For CPG brands, connecting directly to consumers can be a daunting task. This is particularly true for larger CPGs whose products are already well distributed and available at most grocery retailers. Francesca Hahn, Vice President of Digital Commerce at Mondelez, shared how the company was looking for personalization opportunities and identified a gap in gifting. The company used consumer research to understand the interests and buying habits of its brand followers and created programs to give customers the ability to personalize their products. For example, Mondelez launched OREOiD, which enables consumers to customize Oreos with pictures and text to celebrate milestones or to create unique gifts. While delightful, the added expense can make this product price prohibitive, highlighting the tradeoff between personalization and cost.
Not all brands are looking to sell directly to consumers. Carolyn Brown shared the partnership approach Anheuser-Busch has taken. The organization leverages a digital scorecard to evaluate the quality of the online experience and consider who to work with most closely. They look at the digital shelf and benchmark various channels. This allows for a more calibrated approach to touching consumers digitally and ensures the customer experience is aligned with their expectations so they can “win with the winners.”
Contextual data is also driving offerings. Natalie Knight shared an example from Ahold Delhaize’s operations in Europe where the company offers delivery options based on projected carbon footprint. This offering, enabled by better management of data, can drive profitability for the grocery retailer and deliver better customer experiences that align with their values.
As the importance of data continues to grow, we expect to see the war on talent heat up. For many of these emerging opportunities to be implemented, companies will need to determine how to attract top talent to get best-in-class capabilities for their data and analytics or find partners that can deliver these capabilities.

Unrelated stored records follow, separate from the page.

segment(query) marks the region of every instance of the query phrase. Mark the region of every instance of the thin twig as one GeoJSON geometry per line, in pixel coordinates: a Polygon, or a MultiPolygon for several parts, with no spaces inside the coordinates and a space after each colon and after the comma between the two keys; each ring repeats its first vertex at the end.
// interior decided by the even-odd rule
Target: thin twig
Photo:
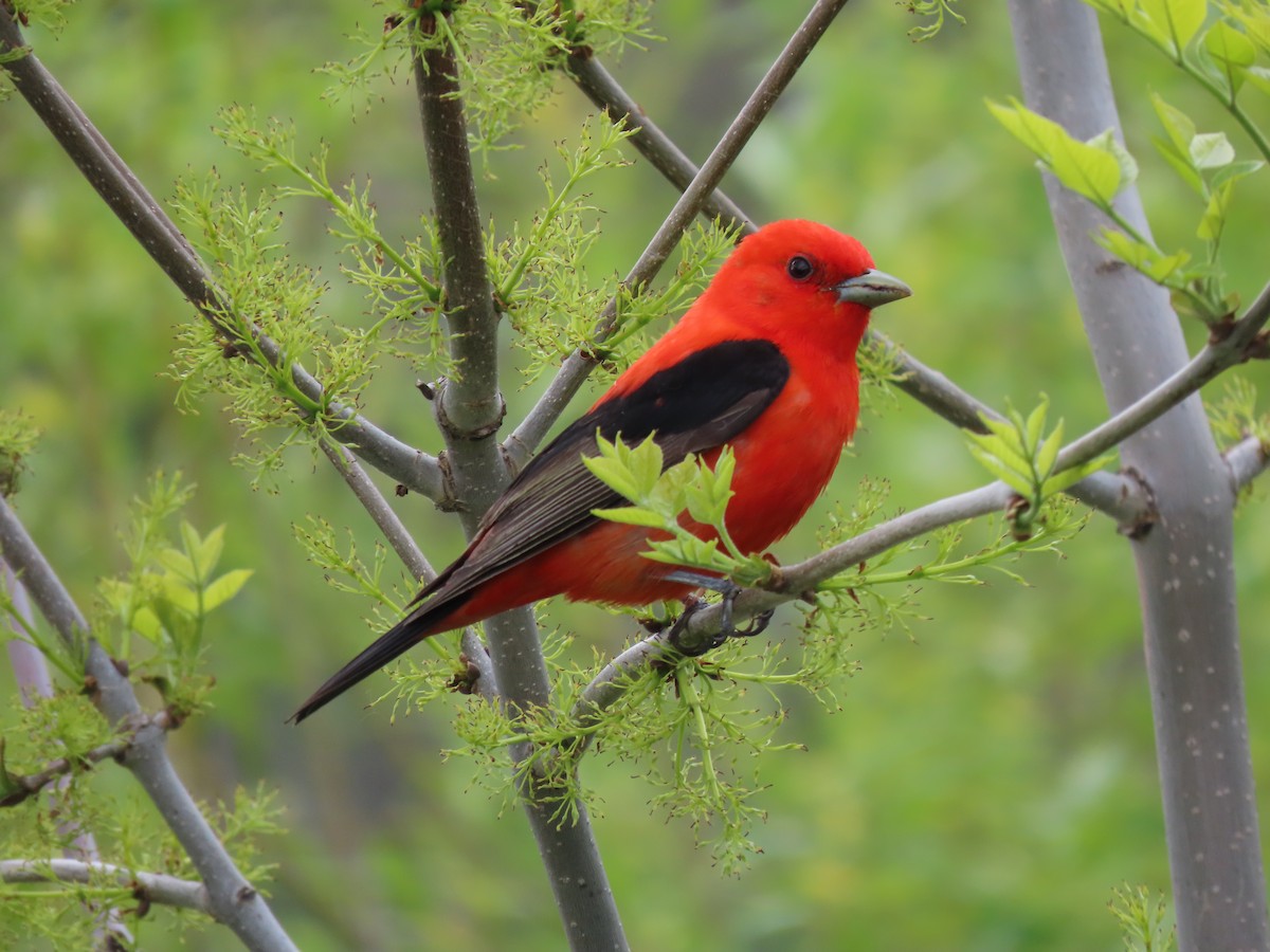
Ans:
{"type": "MultiPolygon", "coordinates": [[[[343,477],[344,482],[353,491],[353,495],[357,496],[357,501],[370,514],[380,532],[384,533],[384,538],[387,539],[392,551],[398,553],[398,557],[410,574],[419,583],[429,583],[437,578],[432,564],[428,562],[427,556],[423,555],[414,537],[410,536],[405,524],[398,517],[396,510],[389,505],[387,499],[384,498],[384,494],[371,481],[371,477],[362,468],[361,463],[353,458],[353,454],[343,446],[325,439],[321,442],[321,448],[326,458],[330,459],[330,465],[335,467],[335,472],[343,477]]],[[[491,701],[497,691],[494,665],[490,663],[489,652],[485,650],[485,645],[481,642],[475,628],[464,628],[462,650],[469,664],[476,668],[478,677],[474,679],[476,692],[486,701],[491,701]]]]}
{"type": "Polygon", "coordinates": [[[1101,426],[1096,426],[1063,447],[1058,454],[1058,468],[1078,466],[1099,453],[1119,446],[1124,439],[1177,406],[1222,372],[1243,363],[1248,359],[1248,347],[1267,320],[1270,320],[1270,284],[1262,288],[1256,301],[1232,326],[1229,334],[1205,347],[1168,380],[1153,387],[1101,426]]]}
{"type": "MultiPolygon", "coordinates": [[[[640,104],[621,88],[589,50],[569,56],[568,69],[578,89],[585,93],[592,103],[603,109],[615,123],[625,123],[631,131],[631,145],[672,185],[685,192],[692,184],[692,179],[700,171],[696,164],[648,118],[640,104]]],[[[707,193],[697,213],[724,228],[739,228],[745,235],[756,230],[754,223],[723,193],[723,189],[716,188],[707,193]]]]}
{"type": "Polygon", "coordinates": [[[0,555],[14,567],[41,613],[75,658],[84,659],[93,703],[117,729],[135,731],[122,764],[132,772],[207,885],[216,918],[251,949],[295,949],[264,899],[243,877],[168,758],[165,731],[147,722],[132,684],[93,638],[61,579],[0,499],[0,555]]]}
{"type": "MultiPolygon", "coordinates": [[[[23,48],[18,24],[0,4],[0,52],[23,48]]],[[[30,52],[0,69],[13,76],[18,91],[66,155],[164,274],[213,327],[232,339],[234,331],[222,317],[229,305],[198,255],[52,74],[30,52]]],[[[254,333],[265,359],[281,366],[284,355],[277,341],[258,329],[254,333]]],[[[352,406],[325,399],[323,385],[300,364],[291,364],[290,371],[309,400],[328,406],[329,429],[337,439],[389,477],[429,499],[441,499],[441,470],[433,457],[381,430],[352,406]]]]}
{"type": "MultiPolygon", "coordinates": [[[[799,67],[815,47],[817,41],[829,28],[833,18],[846,5],[847,0],[818,0],[812,11],[803,20],[801,25],[790,37],[789,43],[776,57],[767,75],[754,89],[753,94],[742,107],[737,118],[733,119],[728,131],[724,132],[719,145],[710,152],[701,169],[692,178],[692,182],[683,189],[678,202],[671,213],[662,222],[648,248],[635,261],[622,284],[631,292],[639,293],[648,286],[657,273],[665,264],[674,246],[683,236],[688,223],[696,217],[705,202],[714,194],[715,188],[724,174],[732,168],[733,161],[744,149],[749,137],[758,128],[758,124],[767,117],[767,113],[776,104],[777,98],[794,79],[799,67]]],[[[617,315],[617,297],[605,307],[603,314],[596,321],[593,345],[602,344],[615,330],[615,317],[617,315]]],[[[507,438],[504,447],[513,458],[521,459],[533,452],[533,448],[542,440],[551,425],[573,400],[574,395],[585,382],[587,377],[596,368],[598,358],[589,350],[574,350],[565,358],[564,364],[556,372],[546,392],[528,413],[521,425],[507,438]]]]}
{"type": "Polygon", "coordinates": [[[1256,437],[1241,439],[1226,451],[1226,465],[1231,468],[1231,489],[1238,493],[1270,466],[1270,448],[1256,437]]]}
{"type": "Polygon", "coordinates": [[[192,909],[216,918],[207,887],[201,882],[165,873],[135,872],[114,863],[85,863],[77,859],[0,859],[3,882],[99,885],[103,878],[130,890],[145,902],[192,909]]]}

Another critical aspect of personalization that many companies spoke to is the importance of staying current and connecting to customers through social media. Keeping a close eye on social platforms such as TikTok and Instagram can enable retailers to have the right inventory and product mix to cater to evolving trends. One creative idea offered was hiring a Chief Listening Officer to keep a pulse on the online conversations that grocers should have on their radar.
Authenticity and audience engagement are essential for retailers and CPGs when using these platforms. Emphasizing brand value beyond prices such as social and environmental benefits are great examples of brands that align with lifestyles and customer values. Lastly, as Carle Stenmark from VMG Partners highlighted, product evangelists continue to be a powerful force in connecting brands with consumers and building brand loyalty.
We were encouraged by the energy and ideas that we were immersed in at Groceryshop, and we hope to continue the conversation with investors, executives, and entrepreneurs working on innovations in the space. We look forward to more opportunities to connect and collaborate to help retail brands and grocery retailers meet and exceed consumer expectations.